Ficamos chocados com acontecimentos como esse que perdemos totalmente o chão emocional (o pouco que ainda nos resta em 2021). Por mais que não sejamos familiares, amigos ou qualquer coisa próxima das vítimas, todos sentimos por eles. Porque acontecimentos assim provam de forma repentina quão finito é nosso tempo aqui e como temos zero controle a respeito disso.
Marilia Mendonça, Mamonas Assassinas, a filha do vizinho que bateu o carro, a amiga que descobriu o câncer tarde demais... será que eles cumpriram tudo o que tinham que cumprir e aí tiveram que partir?
Será que eles viveram todos os sonhos que tinham? Será que eles fariam algo diferente sabendo a data do seu fim nesse mundo?
Esse choque, essa tristeza, esses questionamentos que sentimos quando vemos acontecimentos terrivelmente trágicos como esses nos fazem parar. Parar e refletir:
Quanto tempo eu ainda tenho?
Como, quando, porque e onde será o dia do fim? Estaremos preparados?
Jamais saberemos - até a hora que saberemos.
Não há controle.
Psicólogos de plantão tirem as crianças da sala e vamos conversar.
Quanto antes aceitarmos isso, antes vamos enxergar a vida. A vida, os dias, o fim de semana, a Segunda-feira, o primeiro dia de trabalho depois de um mês de férias, com outros olhos... olhos mais intensos. Pro bem ou pro mal, mas mais intensos.
Pensar nisso muito profundamente, é entrar em um looping de paranóia infinito – por isso, para evitar essa agonia, vivemos na negação da morte. É muito mais fácil esquecer que ela existe.
Mas quando acontecimentos fatalmente revoltantes e de repercussão tão grande em nossas vidas - tal como um falecimento trágico - acontecem, nossa negação desaparece e ficamos desnudos frente a frente com a verdade:
De que não importa cor, raça, conta bancária, direção sexual, sanidade mental, etc etc... nós do pó viemos e para lá voltaremos.
E enquanto a única certeza da nossa vida que temos é a morte, a melhor forma de honrar nossa vida é vivendo. Cada segundo, minuto, hora e dia como se fosse o último, porque um dia será.
Ponto final.
E a grande jogada do Cara – que eu acredito que ele criou pra intensificar nossa passada por aqui - é que a gente não sabe como, quando, porque e nem onde será (ansiosos de plantão uni-vos!).

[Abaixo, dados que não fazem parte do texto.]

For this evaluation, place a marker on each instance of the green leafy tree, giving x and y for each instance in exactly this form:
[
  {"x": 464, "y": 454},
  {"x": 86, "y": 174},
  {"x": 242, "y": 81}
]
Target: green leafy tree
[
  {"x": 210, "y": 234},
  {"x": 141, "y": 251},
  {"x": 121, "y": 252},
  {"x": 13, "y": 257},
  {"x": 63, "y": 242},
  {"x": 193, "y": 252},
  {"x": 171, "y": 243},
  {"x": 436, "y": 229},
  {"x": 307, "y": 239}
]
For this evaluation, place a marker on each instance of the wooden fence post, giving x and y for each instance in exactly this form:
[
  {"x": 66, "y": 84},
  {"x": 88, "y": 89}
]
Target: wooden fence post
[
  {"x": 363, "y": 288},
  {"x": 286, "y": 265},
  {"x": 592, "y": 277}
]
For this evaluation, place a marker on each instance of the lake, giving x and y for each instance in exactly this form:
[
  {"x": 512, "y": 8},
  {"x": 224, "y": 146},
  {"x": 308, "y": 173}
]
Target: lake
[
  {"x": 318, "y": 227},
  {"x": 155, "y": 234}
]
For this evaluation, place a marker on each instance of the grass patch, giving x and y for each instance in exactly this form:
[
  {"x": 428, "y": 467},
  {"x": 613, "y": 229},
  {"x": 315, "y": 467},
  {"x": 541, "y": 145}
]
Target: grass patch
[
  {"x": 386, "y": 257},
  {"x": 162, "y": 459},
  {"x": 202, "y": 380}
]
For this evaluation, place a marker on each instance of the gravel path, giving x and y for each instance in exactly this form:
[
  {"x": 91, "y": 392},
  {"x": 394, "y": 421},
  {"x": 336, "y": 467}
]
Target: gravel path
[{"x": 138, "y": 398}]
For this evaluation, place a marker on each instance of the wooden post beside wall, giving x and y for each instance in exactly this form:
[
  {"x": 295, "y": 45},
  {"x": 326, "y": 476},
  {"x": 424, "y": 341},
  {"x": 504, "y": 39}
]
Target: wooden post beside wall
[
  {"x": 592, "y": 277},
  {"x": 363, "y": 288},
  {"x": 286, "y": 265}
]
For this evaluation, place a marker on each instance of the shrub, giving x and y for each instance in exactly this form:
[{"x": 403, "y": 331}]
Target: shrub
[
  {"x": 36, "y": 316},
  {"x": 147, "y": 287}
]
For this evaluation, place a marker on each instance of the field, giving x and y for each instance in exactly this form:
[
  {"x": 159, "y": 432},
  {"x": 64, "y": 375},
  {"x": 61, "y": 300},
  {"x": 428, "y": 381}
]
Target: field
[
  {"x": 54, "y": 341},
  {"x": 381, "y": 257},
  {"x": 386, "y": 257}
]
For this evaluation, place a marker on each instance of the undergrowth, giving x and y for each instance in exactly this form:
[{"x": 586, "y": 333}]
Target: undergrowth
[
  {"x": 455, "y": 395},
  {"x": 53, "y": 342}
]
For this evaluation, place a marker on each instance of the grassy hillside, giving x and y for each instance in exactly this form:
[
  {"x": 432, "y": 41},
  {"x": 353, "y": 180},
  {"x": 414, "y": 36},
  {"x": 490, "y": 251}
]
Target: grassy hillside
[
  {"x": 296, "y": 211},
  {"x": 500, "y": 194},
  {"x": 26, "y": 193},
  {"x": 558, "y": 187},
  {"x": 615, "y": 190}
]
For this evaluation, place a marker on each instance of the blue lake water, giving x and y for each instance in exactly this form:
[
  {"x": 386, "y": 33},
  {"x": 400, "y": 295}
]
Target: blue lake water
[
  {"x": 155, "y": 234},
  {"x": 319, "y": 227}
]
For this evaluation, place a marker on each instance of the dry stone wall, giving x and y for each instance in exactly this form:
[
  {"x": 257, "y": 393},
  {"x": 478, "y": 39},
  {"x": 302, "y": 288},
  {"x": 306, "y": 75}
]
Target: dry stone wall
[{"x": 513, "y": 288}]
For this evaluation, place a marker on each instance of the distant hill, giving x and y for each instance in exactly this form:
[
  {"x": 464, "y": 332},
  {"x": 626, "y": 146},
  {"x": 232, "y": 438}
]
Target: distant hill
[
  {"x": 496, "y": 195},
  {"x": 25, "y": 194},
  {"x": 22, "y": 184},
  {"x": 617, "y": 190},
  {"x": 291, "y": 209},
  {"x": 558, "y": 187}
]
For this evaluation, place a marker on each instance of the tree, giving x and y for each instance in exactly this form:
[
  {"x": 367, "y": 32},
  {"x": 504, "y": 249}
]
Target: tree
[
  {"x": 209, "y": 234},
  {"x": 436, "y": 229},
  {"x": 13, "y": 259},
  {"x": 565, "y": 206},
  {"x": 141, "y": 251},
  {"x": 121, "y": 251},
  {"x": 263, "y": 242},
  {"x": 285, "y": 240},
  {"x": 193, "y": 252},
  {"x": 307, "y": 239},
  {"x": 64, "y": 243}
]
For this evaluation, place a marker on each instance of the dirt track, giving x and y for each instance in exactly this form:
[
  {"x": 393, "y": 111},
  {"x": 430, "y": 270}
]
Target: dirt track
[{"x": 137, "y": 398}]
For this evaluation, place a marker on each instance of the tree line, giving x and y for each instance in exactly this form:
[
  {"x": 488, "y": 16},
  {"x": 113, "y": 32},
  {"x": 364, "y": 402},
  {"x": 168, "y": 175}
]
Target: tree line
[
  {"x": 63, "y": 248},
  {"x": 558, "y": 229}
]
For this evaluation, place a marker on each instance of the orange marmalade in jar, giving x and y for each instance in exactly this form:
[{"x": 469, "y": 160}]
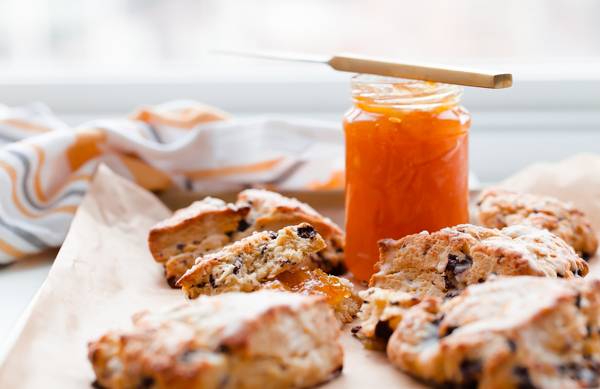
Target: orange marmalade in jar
[{"x": 407, "y": 163}]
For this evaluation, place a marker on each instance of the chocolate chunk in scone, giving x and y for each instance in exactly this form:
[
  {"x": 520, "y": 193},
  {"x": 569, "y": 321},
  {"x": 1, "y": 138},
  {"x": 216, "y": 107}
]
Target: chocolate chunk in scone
[
  {"x": 271, "y": 260},
  {"x": 499, "y": 208},
  {"x": 443, "y": 263},
  {"x": 510, "y": 332},
  {"x": 237, "y": 340}
]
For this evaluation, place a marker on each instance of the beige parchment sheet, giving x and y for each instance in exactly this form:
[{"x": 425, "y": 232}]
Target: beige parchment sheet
[{"x": 104, "y": 274}]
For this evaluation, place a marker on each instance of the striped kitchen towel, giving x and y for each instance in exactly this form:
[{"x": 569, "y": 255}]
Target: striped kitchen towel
[{"x": 46, "y": 166}]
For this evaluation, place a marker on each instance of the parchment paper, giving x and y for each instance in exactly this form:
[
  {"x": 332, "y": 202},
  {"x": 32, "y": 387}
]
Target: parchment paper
[{"x": 104, "y": 274}]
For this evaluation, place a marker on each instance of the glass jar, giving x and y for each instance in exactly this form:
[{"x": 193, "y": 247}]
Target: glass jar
[{"x": 407, "y": 163}]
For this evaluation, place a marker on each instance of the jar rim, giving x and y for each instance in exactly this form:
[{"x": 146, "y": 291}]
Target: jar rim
[{"x": 404, "y": 94}]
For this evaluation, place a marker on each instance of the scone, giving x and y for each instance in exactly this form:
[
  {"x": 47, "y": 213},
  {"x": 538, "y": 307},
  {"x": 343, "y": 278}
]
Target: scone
[
  {"x": 204, "y": 227},
  {"x": 498, "y": 208},
  {"x": 512, "y": 332},
  {"x": 237, "y": 340},
  {"x": 443, "y": 263},
  {"x": 260, "y": 260},
  {"x": 207, "y": 226},
  {"x": 270, "y": 211},
  {"x": 381, "y": 312}
]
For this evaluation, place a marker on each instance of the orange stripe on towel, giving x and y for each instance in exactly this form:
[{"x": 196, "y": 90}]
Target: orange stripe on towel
[
  {"x": 37, "y": 183},
  {"x": 11, "y": 250},
  {"x": 257, "y": 167},
  {"x": 26, "y": 126},
  {"x": 13, "y": 177}
]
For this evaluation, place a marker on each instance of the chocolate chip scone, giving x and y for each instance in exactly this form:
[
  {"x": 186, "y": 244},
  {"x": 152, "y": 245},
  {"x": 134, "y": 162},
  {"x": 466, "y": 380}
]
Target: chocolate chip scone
[
  {"x": 381, "y": 312},
  {"x": 443, "y": 263},
  {"x": 204, "y": 227},
  {"x": 512, "y": 332},
  {"x": 260, "y": 340},
  {"x": 207, "y": 226},
  {"x": 264, "y": 257},
  {"x": 498, "y": 208},
  {"x": 270, "y": 211}
]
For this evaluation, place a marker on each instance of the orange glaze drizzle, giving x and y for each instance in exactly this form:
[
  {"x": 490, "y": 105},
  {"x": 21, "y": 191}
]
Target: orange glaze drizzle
[{"x": 309, "y": 282}]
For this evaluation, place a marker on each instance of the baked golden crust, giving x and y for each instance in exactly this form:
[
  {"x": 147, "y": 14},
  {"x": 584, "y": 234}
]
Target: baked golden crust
[
  {"x": 381, "y": 313},
  {"x": 443, "y": 263},
  {"x": 271, "y": 211},
  {"x": 237, "y": 340},
  {"x": 204, "y": 227},
  {"x": 248, "y": 265},
  {"x": 242, "y": 266},
  {"x": 512, "y": 332},
  {"x": 499, "y": 208}
]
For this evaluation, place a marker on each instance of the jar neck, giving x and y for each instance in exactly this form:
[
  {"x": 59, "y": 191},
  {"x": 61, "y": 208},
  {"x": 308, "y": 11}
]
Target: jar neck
[{"x": 393, "y": 93}]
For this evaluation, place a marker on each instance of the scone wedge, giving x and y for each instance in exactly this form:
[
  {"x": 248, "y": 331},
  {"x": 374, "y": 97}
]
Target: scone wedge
[
  {"x": 236, "y": 340},
  {"x": 209, "y": 225},
  {"x": 499, "y": 208},
  {"x": 271, "y": 260},
  {"x": 270, "y": 211},
  {"x": 508, "y": 333},
  {"x": 381, "y": 312},
  {"x": 204, "y": 227},
  {"x": 443, "y": 263}
]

Eu tenho medo, não gosto de pensar.
Mas quando sou forçada a refletir sobre isso, tento fazer um cheque interno, lamber as feridas e reprogramar o sistema. Os fatos estão aí, depende de nós interpretar e internalizar o melhor de cada momento – por mais escuro que ele seja.
Se por um lado não temos controle de quanto tempo temos aqui, conseguimos de forma 100% realística controlar como vivemos e o que fazemos com o tempo ‘agora’:
Aproveitar a vida. Vivendo.
Fazendo o que gostamos, trabalhar com o que e como gostamos, sentir, viajar, ficar perto de pessoas do bem, amar os nossos, comer e beber o que nos faz feliz, gastar nosso $$ com experiências e coisas que nós realmente queremos, sermos gratos por tudo o que temos...
P O R É M
Ao mesmo tempo, no outro lado dessa moeda – tem o futuro – que nada mais é do que aquela miragem incerta, mas que também não podemos ignorar. Temos que nos preparar, para algo que, mesmo incerto, possivelmente vai acontecer: o amanhã. Então também é necessário economizar e comprar mês que vem, salvar $ pra viajar no futuro, ter uma reserva pra velhice tranquila, a escola do filho, a universidade da filha, (adicione aqui a sua angústia e necessidade para o futuro), etc...etc...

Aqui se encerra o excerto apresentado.